Kolo left a silence. A silence that he, without question, expected Mary to fill.
Knowing that rival bids offered the most logical explanation of his conduct, Mary had no choice: she suggested a 40-percent guaranteed return on profits from water rights.
“Interesting,” he replied. The sucking started.
“President Kolo,” Mary finally broke the silence, “what is it you want?”
“Fifty-five-percent return.” He announced this without apology.
“But our initial outlay alone, the cost of the dam …”
“Ah, thank you for reminding me. The World Bank will only lend 60 percent of the financing requested. So, I’m afraid you will have to assume the extra burden.”
“Pardon? But that’s not poss—”
“You don’t know this country,” Kolo sighed. “It’s a mathematician’s paradise. One dollar earned is two dollars bribed.
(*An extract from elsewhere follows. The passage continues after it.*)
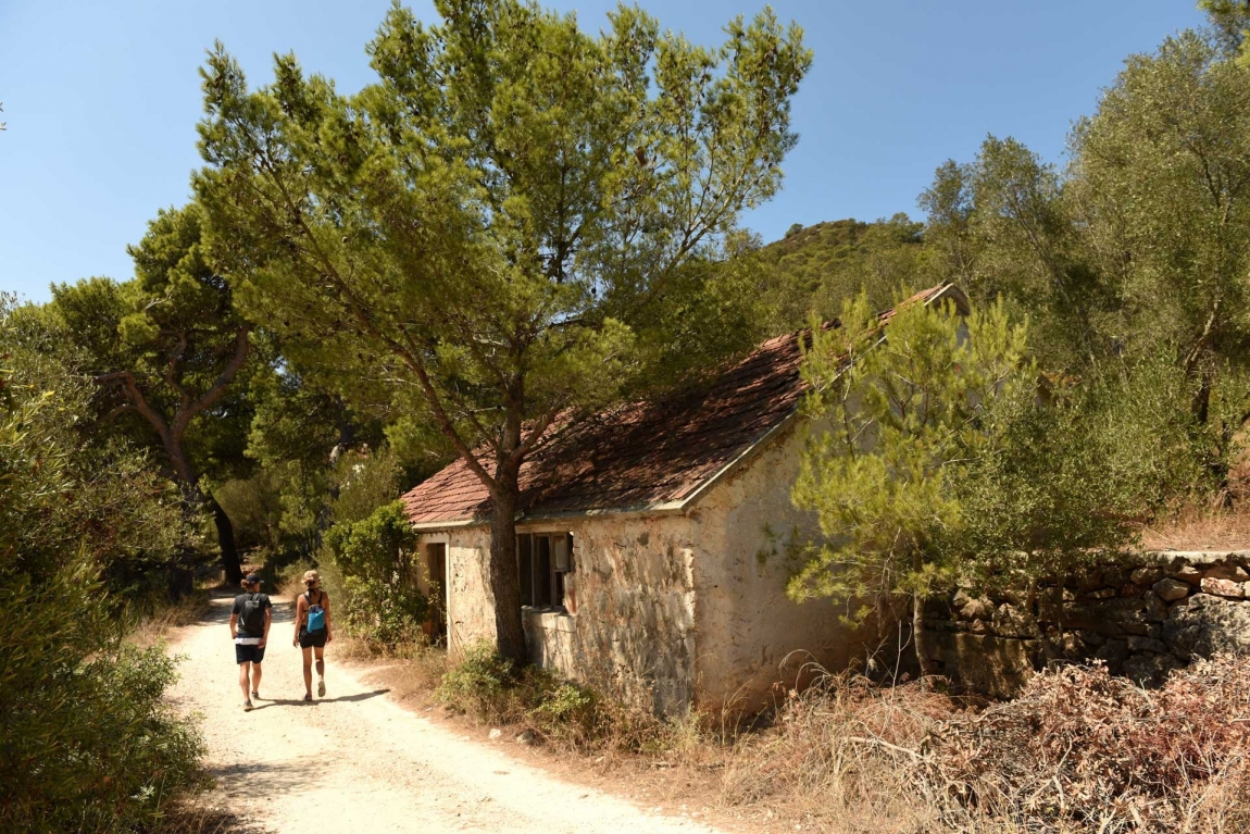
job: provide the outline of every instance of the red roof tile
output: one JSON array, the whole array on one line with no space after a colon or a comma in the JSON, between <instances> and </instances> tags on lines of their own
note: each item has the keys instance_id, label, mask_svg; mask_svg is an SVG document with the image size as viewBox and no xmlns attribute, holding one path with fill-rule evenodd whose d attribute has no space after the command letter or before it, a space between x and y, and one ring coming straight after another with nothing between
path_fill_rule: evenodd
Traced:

Consider them tariffs. As president, I am expected to offer enticements to my people—well, I suppose the anglo tribe would call it my ethnic group—and my political supporters. I am, if you like, the chief of the village, the head of the family.”
Mary could hardly believe it. In one move, he had managed to transform his government’s position from victim to victor, with a majority share in profits for less outlay. He had used the distorted mindset of the corporation to his full advantage. She studied the contours of this new deal. Finally, desperate to keep her job, Mary agreed.
“Thank you so much, Ms. Glass,” Kolo rasped. “It’s such a joy working with you.”
After she hung up, Mary flopped back in her chair, wondering what else could go wrong with her week. It took only a few days for her to find out.
Astro had specially decorated his apartment for Barbara’s return, dotting small sparkles of twinkling white lights on the living-room ceiling, like stars in the night sky.
After ten days of solo activity, Barbara could hardly wait to substitute the plastic and batteries for flesh and blood.